Dalla partita di domani con la Svizzera mi aspetto di rivedere i tempi di attacco dei test match e la fluidità nel fare le nostre cose. Gran parte della nostra storia la scriveremo passando da quei tempi d’attacco. La partita di Verona è stata diversa da tutte le altre perché per la prima volta noi siamo stati la cornice di un qualcosa di straordinario – ha indicato Mazzanti – È stato emozionante, uno spettacolo nello spettacolo che ci porteremo dentro ai nostri ricordi e sono felice che tutte le ragazze siano scese in campo per godersi quello spettacolo”. “Adesso – prosegue il ct delle azzurre – torniamo a giocare in un ambiente usuale, due partite consecutive da gestire anche dal punto di vista fisico. Credo che la mia valutazione circa quello che siamo e dovremo fare inizierà dalla partita di domani con la Svizzera.

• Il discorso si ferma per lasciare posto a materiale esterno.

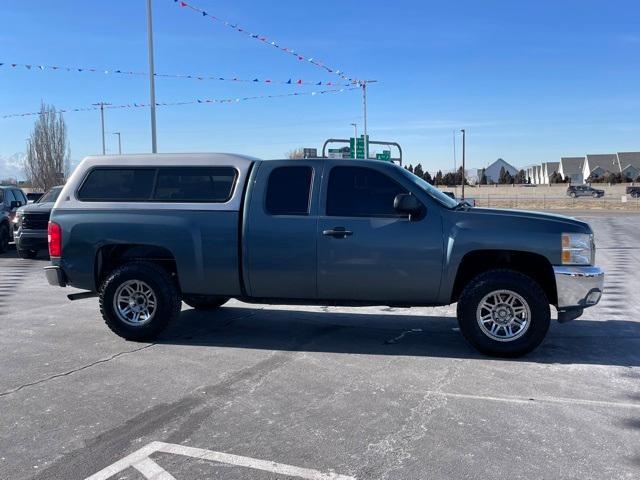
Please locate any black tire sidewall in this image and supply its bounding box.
[0,223,11,253]
[458,270,551,357]
[100,263,180,341]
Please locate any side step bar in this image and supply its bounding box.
[67,292,98,301]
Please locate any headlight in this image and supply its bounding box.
[562,233,595,265]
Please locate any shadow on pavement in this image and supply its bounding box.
[158,306,640,366]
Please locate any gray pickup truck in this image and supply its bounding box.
[45,154,604,357]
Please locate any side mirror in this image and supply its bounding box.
[393,193,424,220]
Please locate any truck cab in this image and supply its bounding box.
[46,154,603,356]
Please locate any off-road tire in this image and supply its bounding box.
[182,295,230,310]
[457,269,551,357]
[0,223,11,253]
[99,261,182,341]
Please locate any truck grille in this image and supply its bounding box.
[22,213,50,230]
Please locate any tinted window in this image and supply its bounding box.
[78,168,155,202]
[154,167,236,203]
[38,187,62,203]
[327,167,407,217]
[4,188,16,205]
[13,190,28,205]
[266,166,313,215]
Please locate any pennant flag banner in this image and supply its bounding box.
[0,87,358,119]
[0,62,353,87]
[173,0,358,83]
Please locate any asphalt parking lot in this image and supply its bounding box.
[0,212,640,480]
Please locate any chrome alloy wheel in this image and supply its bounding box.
[113,280,158,327]
[476,290,531,342]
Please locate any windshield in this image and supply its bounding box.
[38,187,62,203]
[398,167,458,208]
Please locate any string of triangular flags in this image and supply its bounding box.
[0,87,358,119]
[173,0,358,83]
[0,62,353,87]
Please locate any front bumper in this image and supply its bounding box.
[553,266,604,310]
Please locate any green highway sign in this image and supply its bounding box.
[349,135,369,158]
[376,150,391,162]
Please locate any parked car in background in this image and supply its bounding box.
[27,192,44,203]
[45,154,604,357]
[626,187,640,198]
[442,191,476,207]
[13,186,62,258]
[0,186,27,253]
[567,185,604,198]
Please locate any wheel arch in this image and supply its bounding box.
[94,243,180,287]
[450,250,558,305]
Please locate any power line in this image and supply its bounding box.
[0,87,360,119]
[173,0,356,83]
[0,62,353,87]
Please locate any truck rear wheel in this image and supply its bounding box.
[458,270,551,357]
[100,262,181,341]
[182,295,229,310]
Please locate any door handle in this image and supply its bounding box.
[322,227,353,238]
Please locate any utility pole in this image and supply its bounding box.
[451,130,458,195]
[360,80,377,158]
[460,128,466,200]
[113,132,122,155]
[93,102,111,155]
[147,0,158,153]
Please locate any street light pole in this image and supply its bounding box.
[360,80,377,158]
[451,130,458,195]
[113,132,122,155]
[93,102,111,155]
[147,0,158,153]
[460,128,466,200]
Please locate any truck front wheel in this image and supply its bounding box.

La Antropova? Sarà un percorso partita dopo partita, allenamento dopo allenamento, giorno dopo giorno”. A proposito di individualità, il discorso di Mazzanti non può non cadere sulla situazione di Paola Egonu, passata dall’essere la stella della Nazionale italiana al dover sedere in panchina: “Le ho spiegato cosa mi aspetto da lei. Ci siamo confrontati con lei sulla mia idea adesso, anche perché mi aveva detto la sua idea: ovviamente di essere determinante in questa squadra. Io le ho spiegato quello che vedo adesso e quello che mi aspetto da lei andando avanti. Da oggi – conclude Mazzanti – quando scenderemo in campo sarà una storia tutta da scrivere. Stiamo facendo un percorso che non è definito, bisogna affrontare il momento” Dopo la Svizzera l’Italia della pallavolo femminile affronterà sempre a Monza la Bulgaria per poi spostarsi a Torino per giocare contro la Bosnia e la Croazia prima degli eventuali ottavi di finale in programma a Firenze.